OIT power interruption disrupts services
Eileen Duffy | Wednesday, October 4, 2006
At around 12:30 a.m. Tuesday morning, the data center of the Information Technology Center (ITC) experienced a power interruption resulting in temporary failure of critical data systems like Notre Dame Webmail, InsideND and WebCT, said Assistant Vice President of the Office of Information Technologies Gordon Wishon.
Normal power was restored at the ITC around 1:30 a.m., allowing OIT personnel to begin restoration of IT services, said Director of Utilities Paul Kempf. By 8 a.m., operation of approximately 90 percent of data systems had been restored, he said. However, some systems are still experiencing “intermittent slow-downs,” Wishon said.
The ITC did not lose “normal power,” Kempf said. Rather, the data center experienced a loss of power because the equipment that transfers the system from its normal power source to a generator “had its brain fried.”
“It made an illogical decision that wasn’t based on reality,” Kempf said. “It turned off the normal feed, but it didn’t start the emergency feed.”
The ITC is equipped with surge protectors, which prevented the electronic equipment, like the computers themselves, from being damaged – but not the transferring component, Wishon said.
While the Utilities Department is still investigating the cause of the equipment failure, ITC staff members working at the time reportedly witnessed a flash of lightning and immediately heard a clap of thunder, indicating a nearby lightning strike, said Kempf – though they were unable to judge the proximity of the strike.

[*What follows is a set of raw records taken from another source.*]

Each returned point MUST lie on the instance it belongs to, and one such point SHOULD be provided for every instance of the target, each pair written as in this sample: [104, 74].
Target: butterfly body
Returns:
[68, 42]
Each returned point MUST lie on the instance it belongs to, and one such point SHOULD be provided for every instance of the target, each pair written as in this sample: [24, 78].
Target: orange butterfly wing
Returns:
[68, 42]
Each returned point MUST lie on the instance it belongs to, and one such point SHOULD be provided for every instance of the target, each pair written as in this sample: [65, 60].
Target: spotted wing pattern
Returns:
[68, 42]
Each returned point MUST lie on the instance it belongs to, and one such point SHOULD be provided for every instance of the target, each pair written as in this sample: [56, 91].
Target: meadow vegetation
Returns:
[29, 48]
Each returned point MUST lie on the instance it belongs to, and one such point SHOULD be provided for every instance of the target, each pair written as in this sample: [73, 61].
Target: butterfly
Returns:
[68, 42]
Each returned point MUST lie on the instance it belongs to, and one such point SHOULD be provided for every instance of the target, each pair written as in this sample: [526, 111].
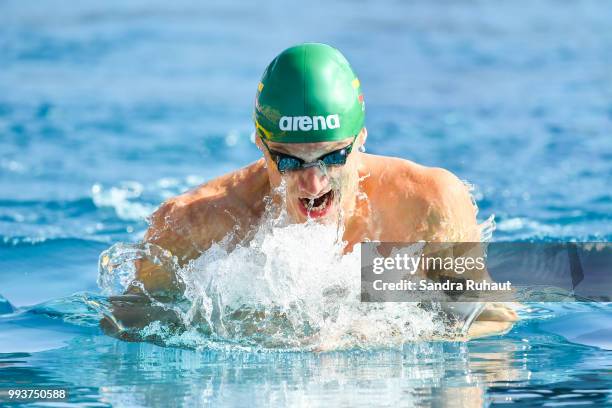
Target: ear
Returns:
[363, 136]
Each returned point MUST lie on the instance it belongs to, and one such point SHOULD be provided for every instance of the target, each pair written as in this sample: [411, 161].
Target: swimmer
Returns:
[309, 125]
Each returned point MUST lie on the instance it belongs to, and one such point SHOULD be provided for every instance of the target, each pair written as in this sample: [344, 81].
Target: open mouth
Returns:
[319, 206]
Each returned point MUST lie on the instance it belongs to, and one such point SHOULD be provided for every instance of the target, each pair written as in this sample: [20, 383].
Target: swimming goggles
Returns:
[285, 162]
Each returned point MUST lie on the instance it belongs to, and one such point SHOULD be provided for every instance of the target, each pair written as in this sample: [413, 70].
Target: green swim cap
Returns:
[309, 93]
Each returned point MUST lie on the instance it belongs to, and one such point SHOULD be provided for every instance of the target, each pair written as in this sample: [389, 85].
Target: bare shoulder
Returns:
[431, 199]
[187, 224]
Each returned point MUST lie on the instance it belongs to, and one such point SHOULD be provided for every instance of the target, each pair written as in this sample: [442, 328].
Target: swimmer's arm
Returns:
[182, 228]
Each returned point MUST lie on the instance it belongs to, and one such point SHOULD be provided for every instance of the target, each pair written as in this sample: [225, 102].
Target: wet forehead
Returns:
[309, 151]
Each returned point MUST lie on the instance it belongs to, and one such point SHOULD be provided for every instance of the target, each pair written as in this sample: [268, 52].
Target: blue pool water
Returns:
[108, 109]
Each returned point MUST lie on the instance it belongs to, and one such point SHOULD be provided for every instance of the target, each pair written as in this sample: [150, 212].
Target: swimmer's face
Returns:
[314, 192]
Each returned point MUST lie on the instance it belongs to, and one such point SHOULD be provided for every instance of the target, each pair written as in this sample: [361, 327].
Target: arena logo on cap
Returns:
[306, 123]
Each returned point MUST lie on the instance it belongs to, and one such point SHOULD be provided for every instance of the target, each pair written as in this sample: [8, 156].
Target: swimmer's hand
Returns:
[155, 274]
[495, 319]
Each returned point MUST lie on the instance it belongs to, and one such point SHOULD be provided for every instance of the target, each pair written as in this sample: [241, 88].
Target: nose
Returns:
[312, 181]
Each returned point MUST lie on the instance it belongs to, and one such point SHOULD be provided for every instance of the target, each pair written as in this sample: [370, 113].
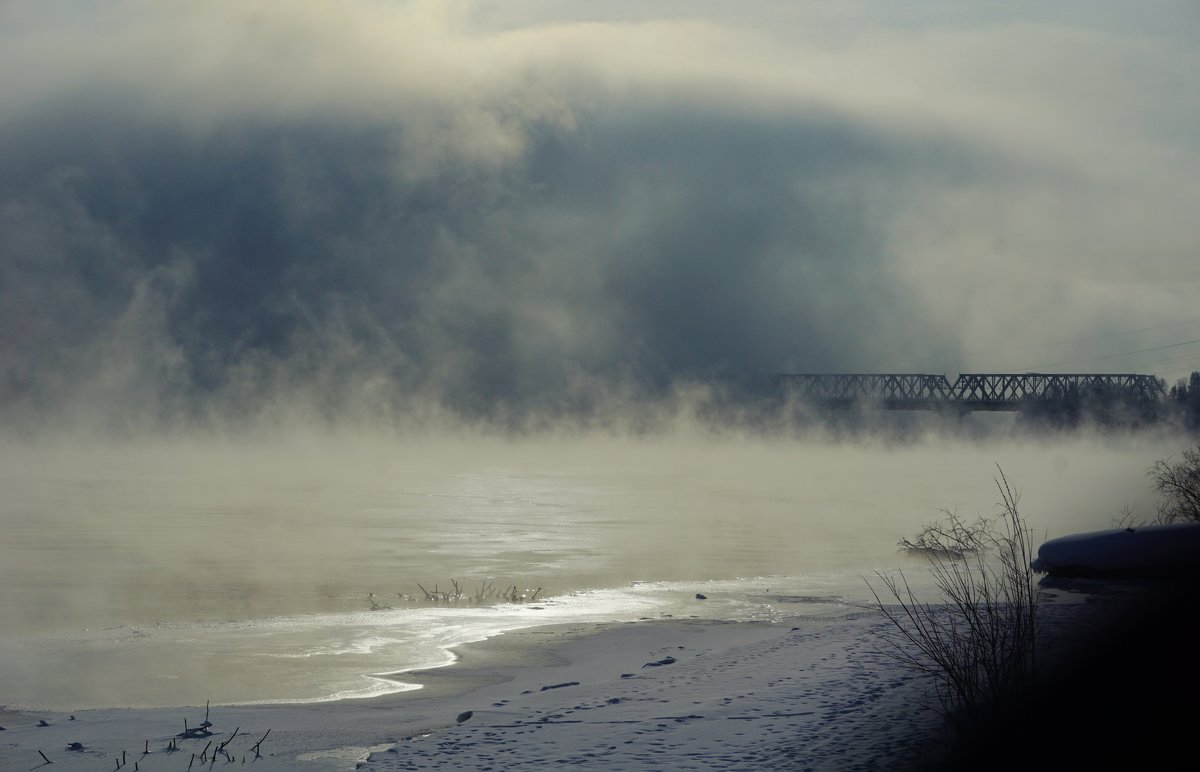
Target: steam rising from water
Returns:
[406, 213]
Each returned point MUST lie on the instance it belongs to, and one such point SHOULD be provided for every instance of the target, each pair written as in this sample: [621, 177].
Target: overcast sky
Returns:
[513, 208]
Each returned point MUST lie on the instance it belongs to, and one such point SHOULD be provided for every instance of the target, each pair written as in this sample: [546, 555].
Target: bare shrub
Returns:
[978, 642]
[1179, 484]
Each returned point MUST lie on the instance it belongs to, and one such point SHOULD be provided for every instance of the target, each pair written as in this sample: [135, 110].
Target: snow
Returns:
[661, 694]
[665, 695]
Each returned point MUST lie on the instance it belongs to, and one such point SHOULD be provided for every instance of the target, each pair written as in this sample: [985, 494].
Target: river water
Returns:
[177, 572]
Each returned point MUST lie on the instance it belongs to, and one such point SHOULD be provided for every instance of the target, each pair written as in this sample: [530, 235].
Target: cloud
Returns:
[391, 208]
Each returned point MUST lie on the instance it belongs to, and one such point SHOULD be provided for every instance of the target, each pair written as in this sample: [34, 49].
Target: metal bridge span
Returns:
[970, 392]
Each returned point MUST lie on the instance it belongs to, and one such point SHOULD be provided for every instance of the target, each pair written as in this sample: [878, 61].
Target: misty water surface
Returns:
[119, 543]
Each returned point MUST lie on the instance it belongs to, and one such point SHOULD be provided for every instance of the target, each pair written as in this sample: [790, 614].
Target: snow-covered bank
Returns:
[652, 695]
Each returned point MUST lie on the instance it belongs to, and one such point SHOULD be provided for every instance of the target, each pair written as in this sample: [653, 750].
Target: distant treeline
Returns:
[1117, 408]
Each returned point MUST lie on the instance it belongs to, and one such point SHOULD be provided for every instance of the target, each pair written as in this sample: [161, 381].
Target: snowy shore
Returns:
[667, 695]
[817, 693]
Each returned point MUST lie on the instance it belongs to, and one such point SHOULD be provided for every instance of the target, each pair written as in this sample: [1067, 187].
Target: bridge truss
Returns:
[970, 392]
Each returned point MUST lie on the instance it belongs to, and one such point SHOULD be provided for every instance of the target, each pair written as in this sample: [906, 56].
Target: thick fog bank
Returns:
[511, 215]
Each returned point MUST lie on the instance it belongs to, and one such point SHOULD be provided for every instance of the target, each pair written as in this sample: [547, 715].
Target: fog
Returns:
[166, 532]
[301, 301]
[526, 214]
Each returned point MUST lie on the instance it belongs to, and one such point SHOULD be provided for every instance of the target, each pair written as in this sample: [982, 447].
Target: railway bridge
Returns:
[970, 390]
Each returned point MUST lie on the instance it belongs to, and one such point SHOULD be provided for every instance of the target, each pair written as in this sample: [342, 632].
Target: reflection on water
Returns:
[119, 558]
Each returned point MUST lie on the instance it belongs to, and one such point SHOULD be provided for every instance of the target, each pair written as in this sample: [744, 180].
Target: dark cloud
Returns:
[534, 225]
[634, 250]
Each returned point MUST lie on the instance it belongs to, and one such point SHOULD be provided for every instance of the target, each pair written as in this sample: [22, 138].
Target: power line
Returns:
[1128, 353]
[1011, 352]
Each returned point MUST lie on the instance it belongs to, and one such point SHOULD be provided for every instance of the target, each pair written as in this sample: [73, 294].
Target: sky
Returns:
[531, 210]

“It seems plausible that [the failure] could have something to do with the lightning strike,” Kempf said.
The “fried” component has been removed and sent to its manufacturer, Eaton Electrical Inc. – with whom the University does “a lot of business” – and a replacement is on the way, Kempf said. For now, the Data Center has been manually reconnected to the normal power source.
Since the equipment performed properly during the weekend’s power outage – that is, it correctly transferred power from the non-working normal power to generator power – this particular failure is perplexing.

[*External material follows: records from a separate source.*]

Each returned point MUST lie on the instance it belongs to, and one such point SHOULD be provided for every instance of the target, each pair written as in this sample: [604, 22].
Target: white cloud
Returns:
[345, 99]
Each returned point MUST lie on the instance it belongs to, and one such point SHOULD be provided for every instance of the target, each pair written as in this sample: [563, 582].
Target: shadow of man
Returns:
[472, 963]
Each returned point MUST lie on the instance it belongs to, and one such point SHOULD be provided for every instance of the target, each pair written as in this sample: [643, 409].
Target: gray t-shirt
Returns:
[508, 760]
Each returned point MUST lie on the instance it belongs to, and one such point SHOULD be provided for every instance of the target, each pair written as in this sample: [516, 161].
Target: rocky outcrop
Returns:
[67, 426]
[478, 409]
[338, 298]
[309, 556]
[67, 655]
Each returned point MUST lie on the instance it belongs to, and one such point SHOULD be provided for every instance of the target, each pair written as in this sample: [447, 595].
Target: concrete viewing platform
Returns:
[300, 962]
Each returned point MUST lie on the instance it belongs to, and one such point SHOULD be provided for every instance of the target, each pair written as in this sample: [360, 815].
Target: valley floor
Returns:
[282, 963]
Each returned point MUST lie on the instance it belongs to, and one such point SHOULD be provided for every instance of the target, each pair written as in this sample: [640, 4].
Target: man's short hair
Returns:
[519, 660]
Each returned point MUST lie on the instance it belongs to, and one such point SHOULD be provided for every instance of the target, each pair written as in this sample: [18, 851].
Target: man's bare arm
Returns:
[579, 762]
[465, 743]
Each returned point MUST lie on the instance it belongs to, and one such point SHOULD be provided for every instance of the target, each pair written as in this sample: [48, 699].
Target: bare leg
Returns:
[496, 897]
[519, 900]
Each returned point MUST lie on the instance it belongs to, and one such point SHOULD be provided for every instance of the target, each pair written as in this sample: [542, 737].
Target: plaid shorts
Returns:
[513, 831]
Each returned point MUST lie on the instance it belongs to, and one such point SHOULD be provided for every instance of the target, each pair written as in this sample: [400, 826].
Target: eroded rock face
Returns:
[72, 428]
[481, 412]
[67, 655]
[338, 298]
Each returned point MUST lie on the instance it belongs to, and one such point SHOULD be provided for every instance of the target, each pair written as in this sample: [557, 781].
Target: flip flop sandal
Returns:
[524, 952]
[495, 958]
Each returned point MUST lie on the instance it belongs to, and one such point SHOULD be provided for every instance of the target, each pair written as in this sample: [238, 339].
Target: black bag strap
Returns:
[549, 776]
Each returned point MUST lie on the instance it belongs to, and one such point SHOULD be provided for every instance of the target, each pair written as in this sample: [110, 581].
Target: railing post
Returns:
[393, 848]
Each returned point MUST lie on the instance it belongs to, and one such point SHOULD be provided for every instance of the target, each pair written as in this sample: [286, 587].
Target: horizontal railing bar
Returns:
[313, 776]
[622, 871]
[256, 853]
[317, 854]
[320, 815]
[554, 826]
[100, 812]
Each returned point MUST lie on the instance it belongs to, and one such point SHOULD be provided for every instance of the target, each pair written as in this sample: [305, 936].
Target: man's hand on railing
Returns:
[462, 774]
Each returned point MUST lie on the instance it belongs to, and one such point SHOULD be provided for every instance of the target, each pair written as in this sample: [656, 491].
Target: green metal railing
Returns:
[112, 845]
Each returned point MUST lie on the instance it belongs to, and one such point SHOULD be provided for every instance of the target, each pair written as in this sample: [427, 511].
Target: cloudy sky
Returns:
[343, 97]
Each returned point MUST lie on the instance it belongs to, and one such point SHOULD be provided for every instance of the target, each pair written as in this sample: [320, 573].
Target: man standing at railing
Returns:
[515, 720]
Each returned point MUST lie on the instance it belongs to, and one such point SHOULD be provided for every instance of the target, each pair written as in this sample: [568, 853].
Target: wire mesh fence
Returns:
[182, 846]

“It’s unusual that there weren’t other things, some other solid state devices damaged,” Kempf said.
Such equipment is normally not replaced very often – “about every four or five years,” Kempf said. He admitted a product failure was possible, but unlikely.
“The presumption right now is some sort of electrical disturbance damaged that equipment,” he said.
Wishon said once his staff understood the cause of the failure, they would make plans to prevent future trip-ups.
“It has certainly been some length of time since we’ve suffered similar failure,” Wishon said. “We have invested a significant amount of money in the past three years into the data center to ensure that we’re able to maintain critical service operation in the face of possible failures like this.”
But if lightning indeed caused the equipment failure, he said it would be a hard thing to prepare for.
“Of course, direct lightning strikes – if that’s indeed what this is – while they’re not unheard of, certainly are unusual,” he said.
Kempf also stressed the unique meteorological circumstances of the failure.
“You can’t prevent a lightning strike,” he said. “…It may not be possible, despite all good intentions, to prevent equipment from failing in situations like this.”